More money for poverty won’t solve California’s problem

California’s safety net has become a poverty trap. It entangles the poor in a web of programs that are available only if they stay poor, while discouraging the two greatest escapes from poverty – marriage and a job.
California’s safety net has become a poverty trap. It entangles the poor in a web of programs that are available only if they stay poor, while discouraging the two greatest escapes from poverty – marriage and a job. The Associated Press

Anti-poverty activists are out again, calling for social service programs to get a portion of the extra $2.2 billion or more expected in state revenue over the next several months.
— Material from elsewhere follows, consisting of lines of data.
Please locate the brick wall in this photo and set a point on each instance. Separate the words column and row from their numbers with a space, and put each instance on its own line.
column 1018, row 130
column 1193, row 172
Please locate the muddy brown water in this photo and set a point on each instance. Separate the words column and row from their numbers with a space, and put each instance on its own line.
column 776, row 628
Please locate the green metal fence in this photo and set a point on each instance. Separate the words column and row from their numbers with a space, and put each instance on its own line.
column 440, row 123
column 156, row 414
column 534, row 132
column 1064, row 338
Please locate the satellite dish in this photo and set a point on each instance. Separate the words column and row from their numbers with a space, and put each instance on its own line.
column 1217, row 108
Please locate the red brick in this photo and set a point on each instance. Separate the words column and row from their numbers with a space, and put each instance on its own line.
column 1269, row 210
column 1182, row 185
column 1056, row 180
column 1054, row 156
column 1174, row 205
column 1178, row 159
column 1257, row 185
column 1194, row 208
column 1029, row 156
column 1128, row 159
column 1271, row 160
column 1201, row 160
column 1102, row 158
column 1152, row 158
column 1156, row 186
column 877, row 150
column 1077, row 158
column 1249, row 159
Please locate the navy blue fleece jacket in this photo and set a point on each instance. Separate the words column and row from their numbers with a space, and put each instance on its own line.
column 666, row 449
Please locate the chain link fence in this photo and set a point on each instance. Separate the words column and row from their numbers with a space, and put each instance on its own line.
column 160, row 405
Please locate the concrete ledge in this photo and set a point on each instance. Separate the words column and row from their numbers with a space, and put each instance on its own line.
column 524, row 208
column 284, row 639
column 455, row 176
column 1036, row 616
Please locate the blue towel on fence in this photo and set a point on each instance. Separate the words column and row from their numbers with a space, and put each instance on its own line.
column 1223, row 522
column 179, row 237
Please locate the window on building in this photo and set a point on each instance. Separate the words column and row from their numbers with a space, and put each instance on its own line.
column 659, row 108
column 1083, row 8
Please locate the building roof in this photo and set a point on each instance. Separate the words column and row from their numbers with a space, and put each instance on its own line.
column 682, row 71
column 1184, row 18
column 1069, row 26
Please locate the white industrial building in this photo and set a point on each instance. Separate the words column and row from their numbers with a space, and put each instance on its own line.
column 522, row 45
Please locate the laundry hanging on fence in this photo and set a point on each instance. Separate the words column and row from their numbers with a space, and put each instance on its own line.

But if spending money were the answer to poverty, California, which provides among the most generous welfare benefits in the nation, would be nearly poverty-free.

Instead, California has the nation’s highest poverty rate, according to a Census Bureau measurement that adjusts for cost of living. Nearly 8.9 million people in our state – a quarter of the population – are considered poor.

Some blame the weak job market, but welfare caseloads have often not declined even in economic boom times. The fact is that California is subsidizing poverty, not solving it.

With 12 percent of the population, California has 33 percent of the nation’s welfare recipients. More than 1.3 million people are receiving welfare grants in California. Nearly 12 million residents, or one-third of the population, are on Medi-Cal. More than 4.1 million Californians are receiving food stamps. Low-income individuals can also be eligible for housing subsidies, free school lunches, job training services, transportation and other programs. Many pay no income taxes, and, if they work, are eligible for a federal tax credit.

But all too often, this safety net has become a poverty trap. It entangles the poor in a web of programs that is available only if they stay poor, while discouraging the two greatest escapes from poverty – marriage and a job.

Welfare grants are primarily provided to single mothers, unloading the father’s parental responsibility on taxpayers. In California, 40 percent of babies born in 2012 – 202,026 children – were to unmarried mothers, according to a Kids Count analysis.

But government has turned out to be a poor husband and father. While some children from single-parent homes do well, many end up with more emotional, educational and criminal problems than children from two-parent homes, according to multiple studies, and are often consigned to a childhood of poverty.

A recent report by scholars W. Bradford Wilcox and Robert I. Lerman, published by the American Enterprise Institute and Institute for Family Studies, found that the “retreat from marriage,” concentrated primarily among lower-income Americans, plays “a key role in the changing economic fortunes of American family life” – resulting in higher poverty and income inequality.

These findings underscore those from a seminal report, “Work and Marriage: The Way to End Poverty and Welfare,” by the Brookings Institution. “There’s no question in my mind that the growth of single-parent families has played a role in increasing poverty and inequality,” said Isabel Sawhill, a senior fellow at Brookings.

Yet not only do our welfare policies provide incentives for poverty-prone households, they also often make work less financially attractive than welfare.

The monthly cash grant for a CalWORKs (California’s welfare program) parent with two children is $670, rising to $704 in April. This family is also eligible for as much as $511 in food stamps each month, along with Medi-Cal and other government aid.

When a CalWORKs participant finds a job, the cash grant is lowered, but the other benefits are still available for two years – and longer for the many exempt from work requirements. After two years, if a parent who is required to work refuses, the adult’s cash grant will be cut, but grants for children in the household will still be available until they reach 18, according to the California Department of Social Services. This is a strong incentive for continued dependency, one not available in most other states.

A young woman from Richmond who worked as a pharmacy technician recently told The Sacramento Bee that when she was offered a raise to take a new position, she turned it down because she would have lost her child care subsidy. She described the dilemma of staying on the “hamster wheel of relying on government help,” or taking the “leap of faith” to “be without any government assistance.”

Stories like this abound. Government assistance may help in the short term, but it inhibits the opportunity for higher income over the long run by enhancing job skills.

The solution to the poverty trap is not more money. We need more incentives that free people from dependency. Make work more attractive than welfare to enable families to escape the poverty trap.